Des bénédictins ont abusé d'élèves au collège d’Uri dans les années 1960-1970
Dans les années 1960 et 1970, deux bénédictins ont abusé sexuellement d’élèves au Collège Charles Borromée d’Altdorf (UR). C’est ce qu’ont découvert les journalistes de l’émission Rundschau de la télévision alémanique SRF. Les abus ont à l’époque été étouffés.
Le collège Charles Borromée était un lycée avec internat dans lequel des moines de l’abbaye bénédictine de Mariastein (SO) ont travaillé comme enseignants de 1906 à 1981. La SRF a rapporté en avant-première le 16 avril 2025 les principaux résultats de son enquête. Selon ses informations, deux Pères ont commis les abus sexuels sur des élèves.
Le Père Félix, décédé en 1984, aurait retenu dans les douches un élève âgé de 14 ans.

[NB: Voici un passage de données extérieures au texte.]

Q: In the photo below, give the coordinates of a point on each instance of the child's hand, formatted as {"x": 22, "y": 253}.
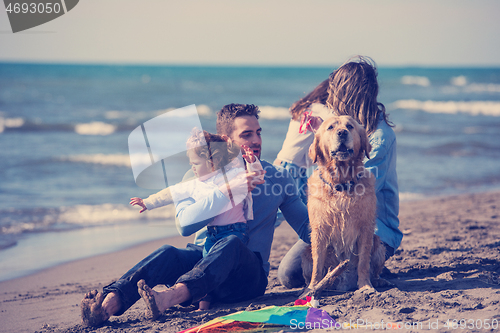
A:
{"x": 249, "y": 156}
{"x": 138, "y": 202}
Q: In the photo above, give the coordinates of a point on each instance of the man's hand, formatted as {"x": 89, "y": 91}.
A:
{"x": 249, "y": 156}
{"x": 242, "y": 184}
{"x": 138, "y": 202}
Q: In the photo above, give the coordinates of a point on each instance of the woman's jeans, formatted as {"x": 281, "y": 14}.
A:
{"x": 217, "y": 232}
{"x": 229, "y": 273}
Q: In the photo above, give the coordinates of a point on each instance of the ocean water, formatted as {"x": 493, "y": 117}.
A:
{"x": 65, "y": 173}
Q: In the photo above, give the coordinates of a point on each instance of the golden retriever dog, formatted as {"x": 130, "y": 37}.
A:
{"x": 342, "y": 208}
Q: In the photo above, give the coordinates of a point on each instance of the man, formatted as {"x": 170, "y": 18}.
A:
{"x": 231, "y": 271}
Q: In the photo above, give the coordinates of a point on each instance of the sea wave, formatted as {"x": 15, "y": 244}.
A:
{"x": 95, "y": 128}
{"x": 17, "y": 221}
{"x": 10, "y": 123}
{"x": 416, "y": 80}
{"x": 487, "y": 108}
{"x": 102, "y": 159}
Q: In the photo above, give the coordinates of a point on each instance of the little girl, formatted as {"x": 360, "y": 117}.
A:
{"x": 214, "y": 164}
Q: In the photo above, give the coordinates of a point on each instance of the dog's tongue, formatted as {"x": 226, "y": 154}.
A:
{"x": 342, "y": 148}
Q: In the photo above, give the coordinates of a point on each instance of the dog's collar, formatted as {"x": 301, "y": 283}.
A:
{"x": 342, "y": 187}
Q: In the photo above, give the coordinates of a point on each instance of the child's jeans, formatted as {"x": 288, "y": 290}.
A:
{"x": 218, "y": 232}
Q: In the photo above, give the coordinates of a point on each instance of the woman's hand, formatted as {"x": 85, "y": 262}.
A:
{"x": 138, "y": 202}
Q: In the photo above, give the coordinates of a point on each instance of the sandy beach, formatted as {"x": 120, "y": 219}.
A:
{"x": 446, "y": 269}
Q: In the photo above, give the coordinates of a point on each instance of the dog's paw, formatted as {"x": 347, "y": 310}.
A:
{"x": 363, "y": 294}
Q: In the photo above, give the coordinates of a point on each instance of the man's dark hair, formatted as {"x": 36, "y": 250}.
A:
{"x": 226, "y": 116}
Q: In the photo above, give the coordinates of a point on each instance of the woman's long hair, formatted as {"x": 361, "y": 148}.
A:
{"x": 318, "y": 95}
{"x": 353, "y": 91}
{"x": 350, "y": 90}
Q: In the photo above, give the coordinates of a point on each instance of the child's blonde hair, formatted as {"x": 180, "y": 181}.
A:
{"x": 219, "y": 149}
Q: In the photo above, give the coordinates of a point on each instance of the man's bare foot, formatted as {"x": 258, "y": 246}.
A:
{"x": 91, "y": 309}
{"x": 148, "y": 295}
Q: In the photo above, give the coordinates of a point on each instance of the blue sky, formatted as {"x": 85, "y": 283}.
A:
{"x": 238, "y": 32}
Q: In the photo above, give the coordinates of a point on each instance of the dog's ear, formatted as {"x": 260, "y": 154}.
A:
{"x": 314, "y": 150}
{"x": 365, "y": 143}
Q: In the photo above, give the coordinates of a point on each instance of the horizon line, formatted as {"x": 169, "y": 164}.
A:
{"x": 229, "y": 65}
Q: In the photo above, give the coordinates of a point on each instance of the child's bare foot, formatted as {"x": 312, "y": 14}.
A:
{"x": 148, "y": 295}
{"x": 91, "y": 309}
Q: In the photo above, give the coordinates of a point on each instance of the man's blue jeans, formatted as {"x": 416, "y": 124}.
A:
{"x": 229, "y": 273}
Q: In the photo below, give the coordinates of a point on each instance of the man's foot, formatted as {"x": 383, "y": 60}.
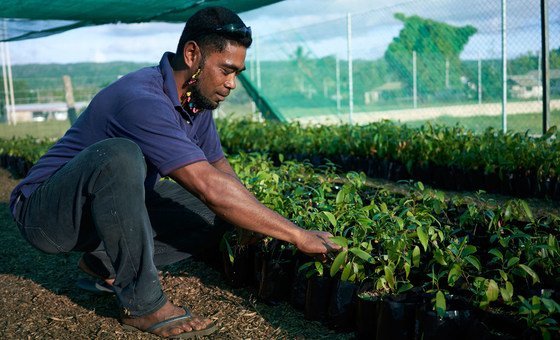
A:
{"x": 171, "y": 320}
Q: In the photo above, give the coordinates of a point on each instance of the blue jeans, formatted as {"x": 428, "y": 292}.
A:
{"x": 97, "y": 204}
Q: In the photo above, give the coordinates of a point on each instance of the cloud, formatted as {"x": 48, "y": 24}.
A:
{"x": 320, "y": 25}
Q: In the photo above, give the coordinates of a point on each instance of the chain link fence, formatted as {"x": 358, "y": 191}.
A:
{"x": 415, "y": 61}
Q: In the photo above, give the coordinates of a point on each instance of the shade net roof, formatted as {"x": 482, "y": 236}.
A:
{"x": 38, "y": 18}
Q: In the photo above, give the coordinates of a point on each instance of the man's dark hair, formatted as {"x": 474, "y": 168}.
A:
{"x": 212, "y": 27}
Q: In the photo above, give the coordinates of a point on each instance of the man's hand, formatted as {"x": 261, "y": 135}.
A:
{"x": 316, "y": 243}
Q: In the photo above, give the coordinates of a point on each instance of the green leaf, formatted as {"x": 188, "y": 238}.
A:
{"x": 512, "y": 262}
{"x": 338, "y": 262}
{"x": 492, "y": 291}
{"x": 438, "y": 255}
{"x": 527, "y": 210}
{"x": 440, "y": 304}
{"x": 507, "y": 292}
{"x": 362, "y": 254}
{"x": 416, "y": 256}
{"x": 389, "y": 277}
{"x": 319, "y": 268}
{"x": 473, "y": 261}
{"x": 470, "y": 249}
{"x": 407, "y": 269}
{"x": 454, "y": 274}
{"x": 423, "y": 237}
{"x": 340, "y": 240}
{"x": 346, "y": 272}
{"x": 530, "y": 271}
{"x": 330, "y": 217}
{"x": 496, "y": 253}
{"x": 503, "y": 275}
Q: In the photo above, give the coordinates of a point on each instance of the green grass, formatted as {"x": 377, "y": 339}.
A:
{"x": 517, "y": 123}
{"x": 47, "y": 129}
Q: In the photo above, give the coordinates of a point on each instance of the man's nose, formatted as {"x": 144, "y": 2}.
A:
{"x": 230, "y": 83}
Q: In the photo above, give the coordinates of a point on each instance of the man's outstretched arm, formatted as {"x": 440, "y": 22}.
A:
{"x": 230, "y": 200}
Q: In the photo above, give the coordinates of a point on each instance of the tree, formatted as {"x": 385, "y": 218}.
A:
{"x": 436, "y": 44}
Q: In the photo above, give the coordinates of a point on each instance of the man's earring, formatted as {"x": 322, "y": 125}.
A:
{"x": 194, "y": 78}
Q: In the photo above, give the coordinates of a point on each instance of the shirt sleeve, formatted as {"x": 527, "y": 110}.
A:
{"x": 209, "y": 140}
{"x": 153, "y": 124}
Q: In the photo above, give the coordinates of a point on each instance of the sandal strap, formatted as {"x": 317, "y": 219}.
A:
{"x": 170, "y": 321}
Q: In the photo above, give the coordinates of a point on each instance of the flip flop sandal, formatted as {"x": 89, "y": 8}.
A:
{"x": 95, "y": 286}
{"x": 186, "y": 335}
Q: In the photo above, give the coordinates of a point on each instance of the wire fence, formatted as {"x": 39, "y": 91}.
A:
{"x": 413, "y": 61}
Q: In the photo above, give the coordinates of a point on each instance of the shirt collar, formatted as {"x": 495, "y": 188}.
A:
{"x": 170, "y": 87}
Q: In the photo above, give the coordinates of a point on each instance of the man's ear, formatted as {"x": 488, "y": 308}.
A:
{"x": 191, "y": 54}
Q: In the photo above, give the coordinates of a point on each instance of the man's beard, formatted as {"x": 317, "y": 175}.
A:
{"x": 200, "y": 101}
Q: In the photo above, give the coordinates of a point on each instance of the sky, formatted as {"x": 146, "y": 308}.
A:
{"x": 283, "y": 26}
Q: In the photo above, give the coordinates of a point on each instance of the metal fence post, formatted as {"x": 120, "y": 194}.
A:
{"x": 504, "y": 67}
{"x": 350, "y": 77}
{"x": 414, "y": 82}
{"x": 545, "y": 66}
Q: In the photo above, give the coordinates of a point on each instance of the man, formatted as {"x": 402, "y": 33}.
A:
{"x": 98, "y": 190}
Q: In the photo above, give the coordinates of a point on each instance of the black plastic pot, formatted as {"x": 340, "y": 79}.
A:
{"x": 501, "y": 323}
{"x": 239, "y": 273}
{"x": 317, "y": 298}
{"x": 276, "y": 276}
{"x": 341, "y": 307}
{"x": 397, "y": 317}
{"x": 298, "y": 289}
{"x": 367, "y": 312}
{"x": 456, "y": 323}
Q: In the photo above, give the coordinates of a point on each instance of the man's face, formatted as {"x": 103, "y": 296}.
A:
{"x": 217, "y": 76}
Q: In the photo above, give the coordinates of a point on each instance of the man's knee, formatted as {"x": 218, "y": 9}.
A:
{"x": 124, "y": 157}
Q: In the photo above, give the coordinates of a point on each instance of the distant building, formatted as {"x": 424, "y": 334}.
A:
{"x": 529, "y": 85}
{"x": 44, "y": 111}
{"x": 378, "y": 93}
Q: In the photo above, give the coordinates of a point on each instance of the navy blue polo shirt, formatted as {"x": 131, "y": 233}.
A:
{"x": 144, "y": 107}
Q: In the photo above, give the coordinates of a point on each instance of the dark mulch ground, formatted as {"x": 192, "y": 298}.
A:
{"x": 39, "y": 300}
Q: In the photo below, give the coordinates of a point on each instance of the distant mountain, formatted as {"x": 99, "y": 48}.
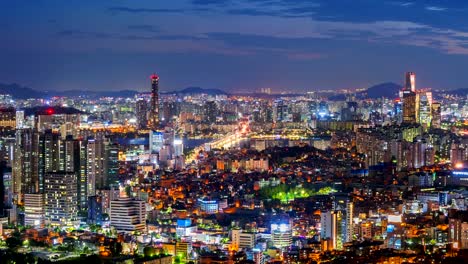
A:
{"x": 95, "y": 94}
{"x": 198, "y": 90}
{"x": 457, "y": 92}
{"x": 20, "y": 92}
{"x": 48, "y": 110}
{"x": 388, "y": 90}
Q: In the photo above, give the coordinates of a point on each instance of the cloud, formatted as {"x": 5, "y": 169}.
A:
{"x": 123, "y": 9}
{"x": 144, "y": 28}
{"x": 83, "y": 34}
{"x": 435, "y": 8}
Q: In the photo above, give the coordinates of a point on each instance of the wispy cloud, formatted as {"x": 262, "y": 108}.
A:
{"x": 435, "y": 8}
{"x": 144, "y": 28}
{"x": 83, "y": 34}
{"x": 124, "y": 9}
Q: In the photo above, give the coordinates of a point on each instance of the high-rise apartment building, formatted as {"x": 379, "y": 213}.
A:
{"x": 128, "y": 215}
{"x": 34, "y": 210}
{"x": 95, "y": 165}
{"x": 410, "y": 82}
{"x": 61, "y": 199}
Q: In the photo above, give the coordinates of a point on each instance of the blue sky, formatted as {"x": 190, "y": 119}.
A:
{"x": 236, "y": 45}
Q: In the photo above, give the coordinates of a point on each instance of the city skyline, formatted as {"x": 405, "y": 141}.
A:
{"x": 233, "y": 45}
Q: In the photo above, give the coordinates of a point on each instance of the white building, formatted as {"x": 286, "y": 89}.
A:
{"x": 128, "y": 215}
{"x": 244, "y": 240}
{"x": 281, "y": 235}
{"x": 34, "y": 210}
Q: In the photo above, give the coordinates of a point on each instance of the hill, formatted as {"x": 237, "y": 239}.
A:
{"x": 198, "y": 90}
{"x": 20, "y": 92}
{"x": 388, "y": 90}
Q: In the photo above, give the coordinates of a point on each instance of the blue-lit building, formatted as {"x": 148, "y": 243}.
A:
{"x": 208, "y": 206}
{"x": 156, "y": 141}
{"x": 459, "y": 178}
{"x": 95, "y": 210}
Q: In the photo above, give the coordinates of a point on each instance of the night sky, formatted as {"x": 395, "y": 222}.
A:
{"x": 235, "y": 45}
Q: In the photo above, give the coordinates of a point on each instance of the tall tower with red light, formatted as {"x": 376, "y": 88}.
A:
{"x": 153, "y": 120}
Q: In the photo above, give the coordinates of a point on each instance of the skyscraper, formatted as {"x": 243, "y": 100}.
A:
{"x": 142, "y": 113}
{"x": 61, "y": 200}
{"x": 410, "y": 99}
{"x": 436, "y": 114}
{"x": 128, "y": 215}
{"x": 153, "y": 122}
{"x": 425, "y": 108}
{"x": 410, "y": 82}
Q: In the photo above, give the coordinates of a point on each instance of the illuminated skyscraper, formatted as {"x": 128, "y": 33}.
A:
{"x": 424, "y": 108}
{"x": 436, "y": 115}
{"x": 410, "y": 99}
{"x": 410, "y": 82}
{"x": 142, "y": 113}
{"x": 153, "y": 122}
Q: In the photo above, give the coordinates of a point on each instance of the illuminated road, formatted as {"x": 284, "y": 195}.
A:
{"x": 226, "y": 142}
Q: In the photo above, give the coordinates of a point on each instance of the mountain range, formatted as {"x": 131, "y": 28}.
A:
{"x": 388, "y": 90}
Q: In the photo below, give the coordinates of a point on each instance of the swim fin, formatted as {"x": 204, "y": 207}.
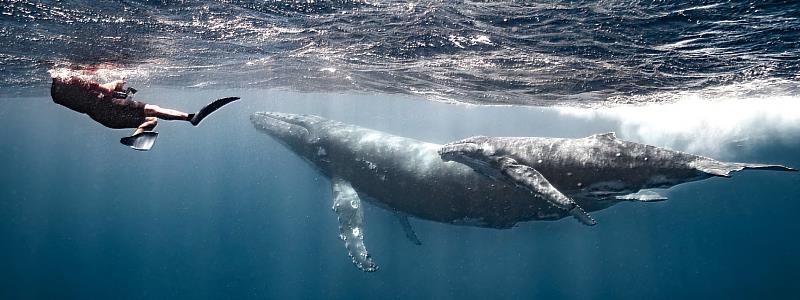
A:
{"x": 142, "y": 141}
{"x": 210, "y": 108}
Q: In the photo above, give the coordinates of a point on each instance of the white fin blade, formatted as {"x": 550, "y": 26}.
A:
{"x": 347, "y": 206}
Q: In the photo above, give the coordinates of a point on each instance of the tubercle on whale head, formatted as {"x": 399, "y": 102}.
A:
{"x": 470, "y": 148}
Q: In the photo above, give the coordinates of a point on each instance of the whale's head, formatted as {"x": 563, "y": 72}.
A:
{"x": 298, "y": 132}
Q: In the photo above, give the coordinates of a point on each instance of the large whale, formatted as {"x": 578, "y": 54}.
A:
{"x": 461, "y": 183}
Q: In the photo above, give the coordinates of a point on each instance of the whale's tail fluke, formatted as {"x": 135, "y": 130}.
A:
{"x": 724, "y": 169}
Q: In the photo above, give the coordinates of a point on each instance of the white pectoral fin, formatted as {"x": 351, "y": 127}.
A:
{"x": 642, "y": 196}
{"x": 347, "y": 206}
{"x": 534, "y": 181}
{"x": 407, "y": 229}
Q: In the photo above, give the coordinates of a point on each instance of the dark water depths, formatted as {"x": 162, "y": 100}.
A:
{"x": 222, "y": 211}
{"x": 496, "y": 52}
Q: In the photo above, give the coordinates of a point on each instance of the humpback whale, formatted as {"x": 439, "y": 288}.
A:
{"x": 480, "y": 181}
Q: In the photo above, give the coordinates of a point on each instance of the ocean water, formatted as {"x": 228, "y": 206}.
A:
{"x": 223, "y": 211}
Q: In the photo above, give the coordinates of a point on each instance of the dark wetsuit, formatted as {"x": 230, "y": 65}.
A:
{"x": 89, "y": 98}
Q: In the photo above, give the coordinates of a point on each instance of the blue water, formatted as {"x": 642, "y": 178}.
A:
{"x": 223, "y": 211}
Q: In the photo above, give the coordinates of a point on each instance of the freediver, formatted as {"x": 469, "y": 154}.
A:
{"x": 112, "y": 106}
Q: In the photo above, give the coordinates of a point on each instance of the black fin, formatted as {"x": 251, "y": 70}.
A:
{"x": 210, "y": 108}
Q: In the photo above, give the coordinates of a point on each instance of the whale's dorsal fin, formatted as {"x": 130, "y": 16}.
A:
{"x": 407, "y": 229}
{"x": 347, "y": 206}
{"x": 529, "y": 178}
{"x": 605, "y": 136}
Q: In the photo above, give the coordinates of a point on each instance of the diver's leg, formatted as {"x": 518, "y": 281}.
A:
{"x": 149, "y": 124}
{"x": 164, "y": 113}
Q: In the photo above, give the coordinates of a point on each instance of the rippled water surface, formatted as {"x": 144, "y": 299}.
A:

Après s’être dénudé et masturbé devant lui, il l’aurait forcé à une fellation. La victime a refoulé l’abus pendant des décennies avant de s’exprimer.
Le second religieux mis en cause, le Père Notker, décédé en 2024, dirigeait la fanfare en plus de ses cours. Selon les documents obtenus par la SRF, ce moine a photographié plusieurs élèves nus et touché leur pénis – sous prétexte qu’il avait besoin de tirages pour les cours d’éducation sexuelle.
Le recteur de l’époque était au courant de plusieurs cas depuis 1975, car des parents s’étaient adressés à lui, rapporte la SRF. Malgré cela, deux ans plus tard, il avait répondu à un père indigné qui demandait la suspension immédiate du Père Notker: «L’enseignant en question a commis une faute unique de gravité moyenne (…). Une récidive n’a pas pu être constatée. Nous n’avons donc aucune raison de parler d’une prédisposition pathologique».
Le directeur de l’instruction publique était au courant
Le recteur en avait informé le directeur cantonal de l’instruction publique qui partagea son avis que les «fautes» ne justifiaient pas une exclusion immédiate de l’enseignant. Le comportement du religieux doit certes être qualifié d’«indécent», mais il ne devrait «guère être punissable », avait-il estimé.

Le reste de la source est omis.